Night Hawk Stories... Entry 33
The Caribou Mystique
THE WORK BEGINS
Caribou, big animals weighing well over 200-pounds each, usually would require several men to carry out the head and cape, two hindquarters, two front shoulders and the backstraps off one animal. But we had to transport two heads and the meat from two animals. However, when Napartuk rolled Zappia's caribou over, he found that wolves apparently had attacked the caribou and made a big, slashing gash in its shoulder. Because some of the meat had yellowed, Napartuk didn't think we should eat it.
"We'll put this meat in a cache here by the lake," Napartuk decided. "I'll check with the other guides to see if they think we should come back for it. But I'm afraid to eat this animal."
We loaded up the head and cape of Zappia's caribou and began to cape and quarter the other bull. We had left the canoe in such a hurry to catch up to the large caribou Zappia took that we forgot our packs. We only had two slings from our guns to carry the animals out. We hooked each sling through the hindquarters, head and cape of the caribou. Two of us each had a hindquarter, a head and a cape, while Napartuk carried two front shoulders and the two backstraps out on his shoulders.
After 50 yards, we had to rest. Going another 100 yards, we knew we couldn't carry 80 pounds apiece with only gun slings as carrying straps.
We put the meat under rocks at the edge of the shore, built a rock fortress around the meat and covered it completely with rocks so no predators could reach it. Then we started the 4-mile hike back to the boat. We all had on hip waders. Each time we crossed small streams and shallow lakes the water nearly came over the tops of our hip waders.
The weight of the two heads on our backs caused the gun slings to cut into our necks and shoulders. Our long, exhausting and painful hike seemed to last for an eternity. As night began to fall, I wondered whether or not we'd have to sleep on the rocky terrain and possibly find our canoe in the morning. But with an internal compass bred into his navigation system from hundreds of generations of ancestors living in this treeless land, Napartuk navigated straight to our boat where we arrived exhausted before dark.

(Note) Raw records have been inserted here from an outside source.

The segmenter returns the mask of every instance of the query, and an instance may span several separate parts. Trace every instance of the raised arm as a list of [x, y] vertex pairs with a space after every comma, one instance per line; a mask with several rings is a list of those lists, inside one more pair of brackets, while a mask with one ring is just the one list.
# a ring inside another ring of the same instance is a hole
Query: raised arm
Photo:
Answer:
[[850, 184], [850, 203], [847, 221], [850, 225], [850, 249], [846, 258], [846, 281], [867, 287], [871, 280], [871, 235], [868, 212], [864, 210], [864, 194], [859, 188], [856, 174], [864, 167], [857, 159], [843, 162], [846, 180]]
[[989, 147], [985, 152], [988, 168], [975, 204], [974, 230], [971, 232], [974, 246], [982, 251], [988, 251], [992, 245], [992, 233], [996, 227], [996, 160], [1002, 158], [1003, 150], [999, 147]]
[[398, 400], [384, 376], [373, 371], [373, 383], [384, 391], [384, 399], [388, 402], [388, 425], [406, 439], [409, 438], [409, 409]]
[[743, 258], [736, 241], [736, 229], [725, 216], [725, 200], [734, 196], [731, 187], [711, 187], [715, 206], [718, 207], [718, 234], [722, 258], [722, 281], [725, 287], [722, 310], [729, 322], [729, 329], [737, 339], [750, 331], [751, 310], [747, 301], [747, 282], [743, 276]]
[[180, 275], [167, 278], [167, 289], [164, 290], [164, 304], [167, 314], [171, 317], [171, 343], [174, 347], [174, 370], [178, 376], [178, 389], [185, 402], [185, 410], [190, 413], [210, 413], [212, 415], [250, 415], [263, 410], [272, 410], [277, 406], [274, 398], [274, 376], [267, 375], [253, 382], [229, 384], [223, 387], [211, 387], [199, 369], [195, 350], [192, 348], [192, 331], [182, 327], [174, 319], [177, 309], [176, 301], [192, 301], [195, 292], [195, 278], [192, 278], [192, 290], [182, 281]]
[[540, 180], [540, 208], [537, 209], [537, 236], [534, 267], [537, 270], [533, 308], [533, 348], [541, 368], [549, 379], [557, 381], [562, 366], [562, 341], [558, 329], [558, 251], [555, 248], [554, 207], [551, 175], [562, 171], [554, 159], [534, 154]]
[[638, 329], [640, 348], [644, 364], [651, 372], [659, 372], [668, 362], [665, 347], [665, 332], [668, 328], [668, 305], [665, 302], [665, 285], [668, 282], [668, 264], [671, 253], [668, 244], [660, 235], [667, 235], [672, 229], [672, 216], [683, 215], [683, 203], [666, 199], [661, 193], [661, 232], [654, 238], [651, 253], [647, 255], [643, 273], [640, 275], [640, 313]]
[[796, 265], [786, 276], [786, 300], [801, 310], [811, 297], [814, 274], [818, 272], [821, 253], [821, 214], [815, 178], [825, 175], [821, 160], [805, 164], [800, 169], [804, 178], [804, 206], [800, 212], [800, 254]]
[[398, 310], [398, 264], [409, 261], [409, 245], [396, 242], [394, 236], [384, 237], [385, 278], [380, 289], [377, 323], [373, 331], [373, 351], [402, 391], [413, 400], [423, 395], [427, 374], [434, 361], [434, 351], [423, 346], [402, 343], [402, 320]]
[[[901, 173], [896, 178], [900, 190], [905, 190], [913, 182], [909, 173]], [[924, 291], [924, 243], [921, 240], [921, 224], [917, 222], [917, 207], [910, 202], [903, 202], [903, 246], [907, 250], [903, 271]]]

Our friends, Steve and Bruce Anderson, also had had success. Both men had filled their tags with two caribou each. As night fell, we piled the big, wooden canoe high with caribou, meat, heads and weary hunters. However, I'd failed to take a black-powder caribou.
THE NEW CAMP
The Lake Ballantyne area only had opened in 1990 to outsiders for caribou hunting and fishing the multitude of fertile lakes. We had hit the peak of the caribou migration with the timing of our hunt. On the third morning of our hunt, we could even see caribou from our hut.

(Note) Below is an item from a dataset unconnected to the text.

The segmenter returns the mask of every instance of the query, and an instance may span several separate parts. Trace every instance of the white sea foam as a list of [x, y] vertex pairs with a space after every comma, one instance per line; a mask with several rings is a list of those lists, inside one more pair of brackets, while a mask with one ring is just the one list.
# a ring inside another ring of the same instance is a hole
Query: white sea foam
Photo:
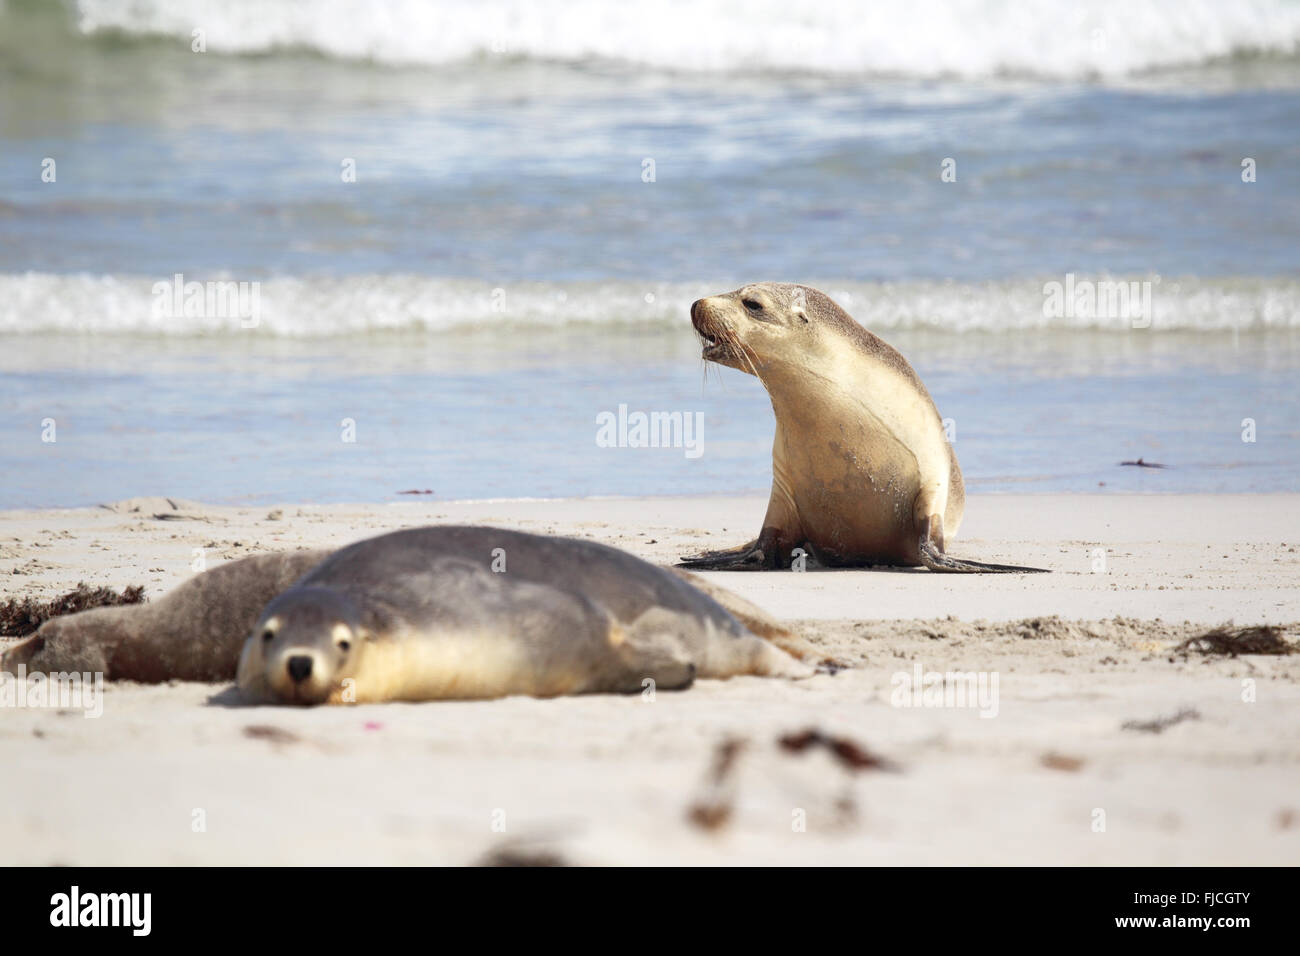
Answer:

The Silak Adventure Camp on Lake Ballantyne, one of the most well-organized and comfortable spike camps I'd ever seen, had plenty of expert help. Johnny Adams, an Inuit native, and Jacques Derry, the Silak Adventure outfitter, had gone in immediately after the snow had left the area, brought in building supplies by float plane and snowmobile and set up toasty-warm plywood huts for living quarters. They also had built cook tents and brought in generators and hot showers.
The Silak Adventure Camp not only featured outstanding caribou hunting but also some of the finest fishing for lake trout and arctic char in northern Quebec. Although we intended to sample the fishing, I still had as my goal to take a caribou with my black-powder rifle.
Derry told me another black-powder hunter had visited the camp the year before but had not connected with a caribou. No other muzzleloading hunter had bagged an animal from this camp with a black-powder rifle.